Но обер-фельдкурат нисколько не рассердился.

— Если бы было под рукой хоть немножко рому, то и вина не нужно, — сказал он, дружелюбно улыбаясь, — а что касается Марины, то и без нее обойдемся. С ними только грех один.

Капрал полез в карман шинели и осторожно вытащил плоскую фляжку с ромом.

— Осмелюсь предложить, господин обер-фельдкурат, — по голосу было ясно, как тяжела ему эта жертва, — не сочтите за обиду-с...

— Не сочту, голубчик, — ответил тот, и в голосе его зазвучали радостные нотки. — Пью за наше благополучное путешествие.

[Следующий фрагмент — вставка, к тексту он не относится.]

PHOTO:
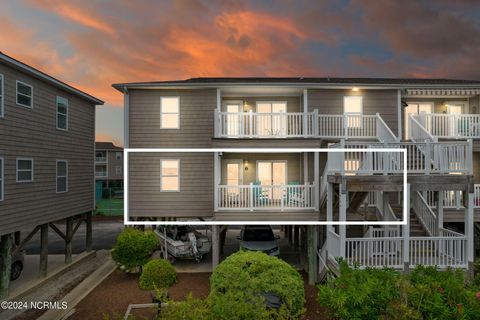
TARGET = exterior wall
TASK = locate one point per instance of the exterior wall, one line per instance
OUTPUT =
(113, 163)
(32, 133)
(330, 101)
(293, 103)
(294, 165)
(195, 198)
(196, 119)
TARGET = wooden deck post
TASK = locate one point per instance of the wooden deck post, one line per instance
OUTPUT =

— Иисус Мария! — вздохнул капрал, видя, как после солидного глотка обер-фельдкурата исчезла половина содержимого фляжки.

— Ах вы, такой-сякой, — пригрозил ему обер-фельдкурат, улыбаясь и многозначительно подмигивая вольноопределяющемуся. — Ко всему прочему вы еще упоминаете имя божье всуе! За это он вас должен покарать. — Патер снова хватил из фляжки и, передавая ее Швейку, скомандовал: — Прикончить!

— Приказ есть приказ, — добродушно сказал Швейк капралу, возвращая ему пустую фляжку. В глазах унтера появился тот особый блеск, который можно наблюдать только у душевнобольных.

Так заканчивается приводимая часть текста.